Pameran ini hadir sebagai interpretasi Stereoflow sebagai seniman sekaligus individu dalam sebuah ekosistem. Pola dan warna yang dituangkan di atas kanvas dan tembok digambarkan berdasar pada pengalaman individu dan struktur sosial tempatnya berada. Dalam setiap karya, Stereoflow menangkap esensi kota sebagai ruang yang hidup dan terus bergerak. Tidak ada pesan eksplisit atau narasi tunggal dalam karya-karyanya - hanya interpretasi jujur dari apa yang ia lihat dan rasakan. 

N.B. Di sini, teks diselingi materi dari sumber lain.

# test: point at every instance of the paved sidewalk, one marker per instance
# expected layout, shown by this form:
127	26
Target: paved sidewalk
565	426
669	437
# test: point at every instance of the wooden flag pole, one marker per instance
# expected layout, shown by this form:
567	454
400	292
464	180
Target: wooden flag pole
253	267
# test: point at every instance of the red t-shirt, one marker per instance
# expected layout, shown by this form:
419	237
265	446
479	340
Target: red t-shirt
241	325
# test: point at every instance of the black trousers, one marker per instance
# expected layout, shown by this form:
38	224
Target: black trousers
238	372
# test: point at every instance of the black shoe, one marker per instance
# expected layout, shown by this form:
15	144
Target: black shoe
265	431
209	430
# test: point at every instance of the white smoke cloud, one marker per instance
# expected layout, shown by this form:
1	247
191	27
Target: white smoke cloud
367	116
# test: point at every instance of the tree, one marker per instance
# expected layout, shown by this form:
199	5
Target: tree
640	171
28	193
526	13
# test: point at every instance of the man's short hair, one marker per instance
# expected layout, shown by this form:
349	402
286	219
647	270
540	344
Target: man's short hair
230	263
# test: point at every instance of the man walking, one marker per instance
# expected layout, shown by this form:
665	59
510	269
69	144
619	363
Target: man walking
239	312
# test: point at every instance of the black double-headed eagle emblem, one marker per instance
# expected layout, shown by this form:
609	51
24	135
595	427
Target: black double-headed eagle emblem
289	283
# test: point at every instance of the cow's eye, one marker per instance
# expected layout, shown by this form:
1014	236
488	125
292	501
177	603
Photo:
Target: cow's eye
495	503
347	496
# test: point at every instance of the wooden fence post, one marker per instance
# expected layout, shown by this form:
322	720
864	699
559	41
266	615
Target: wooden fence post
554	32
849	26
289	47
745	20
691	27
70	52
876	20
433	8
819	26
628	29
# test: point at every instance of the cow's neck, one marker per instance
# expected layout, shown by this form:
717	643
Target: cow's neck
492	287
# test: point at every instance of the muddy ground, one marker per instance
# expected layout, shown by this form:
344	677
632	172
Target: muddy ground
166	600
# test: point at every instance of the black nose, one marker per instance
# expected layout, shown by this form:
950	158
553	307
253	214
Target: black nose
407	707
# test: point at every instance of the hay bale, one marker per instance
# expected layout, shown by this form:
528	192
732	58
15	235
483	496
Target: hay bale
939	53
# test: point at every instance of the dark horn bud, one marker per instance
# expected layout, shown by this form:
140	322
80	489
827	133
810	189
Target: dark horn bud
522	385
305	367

Melalui "Vibes Don't Lie", Stereoflow ingin mengajak audiens untuk terlibat dalam pengalaman sensoris, dimana karya tidak sekedar hanya dilihat, melainkan juga dirasa. Stereoflow ingin memberikan ruang untuk kita mengeksplorasi perasaan atas keragaman dari kota, entah dalam bentuk fisik maupun perasaan. Pameran ini adalah sebuah ajakan untuk menemukan sinestesia dari sebuah karya seni yang ekspresif. Pameran ini berlangsung pada tanggal 25 Januari 2025 - 16 Februari 2025 di Rachel Gallery.

Saya menghadiri pameran pada tanggal 07 Februari 2025.


Note :

Jika ingin melihat foto-foto atau video-video selengkapnya, dapat mengunjungi YouTube saya di https://www.youtube/com/@afindrapermana.

Sunday, February 23, 2025

PAMERAN KARYA SENI (BAGIAN 38)

Souls of Protopia

Ruang-ruang geografis (topos) sering dianggap sebagai medan faktual yang memberi jeda intelektual untuk dibaca. Informasi diterima sebagai hasil, an sich, yang sifatnya tidak mungkin keliru. Wilayah-wilayah geografis bahkan lebih dianggap lebih nyata dari kenyataannya sendiri. Peta (chart) menjadi sebuah kendaraan nominal dari sebuah struktur peradaban teknologis. Apa yang dipetakan (charted) adalah hasil pemetaan (charting) yang tinggal diterima begitu saja. 

Budayawan Kevin Kelly keberatan dengan dikotomi topos dalam u topos (utopia) dan dys topos (distopia). Ruang-ruang geografis adalah ruang yang sedang dibentuk - pro topos. Protopia adalah sebuah ruang yang dipetakan dengan memetakan. Sejalan dengan ide Yuval Noah Harari dalam Nexus, informasi adalah in-formation; informasi bukan tentang kebenaran. Informasi membentuk realitas karena bertalian kuat dengan jejaring. Informasi adalah bahan baku pembentuk jejaring yang akhirnya merajut lembaran-lembaran sejarah. 

Apa yang dihadirkan Sandy Tisa dalam pameran tunggal "Souls of Protopia" kali ini adalah peta yang sejalan dengan geliat yang ditukaskan Simonetta Moro; sebagai oleh-oleh dari dunia mitik yang mengisi kepala manusia, sebagai hasil dokumentasi (yang bersifat sangat personal), dan sebagai bentuk realitas relasional yang bersifat intersubjektif. Dengan memetakan batinnya, Sandy berusaha untuk tidak terjebak dalam pseudo-faktualitas yang mengabsolutkan keroposnya realitas artifisial. Karya-karya Sandy adalah catatan perjalanan dari protopia yang ia bangun dari kegigihan dan ketekunan ekspresiensialnya. 

Lewat pameran tunggalnya, Sandy Tisa mengajak kita melihat peta bukan sebagai sesuatu yang statis, tapi bagian dari proses yang terus bergerak. Ini bukan soal benar atau salah, tapi bagaimana realitas dibentuk dari cara kita membaca dan memaknainya. Pameran ini berlangsung pada tanggal 25 Januari 2025 - 16 Februari 2025 di Lantai 1, Wisma Geha Lantai, Jakarta Pusat. 

Saya menghadiri pameran pada tanggal 07 Februari 2025.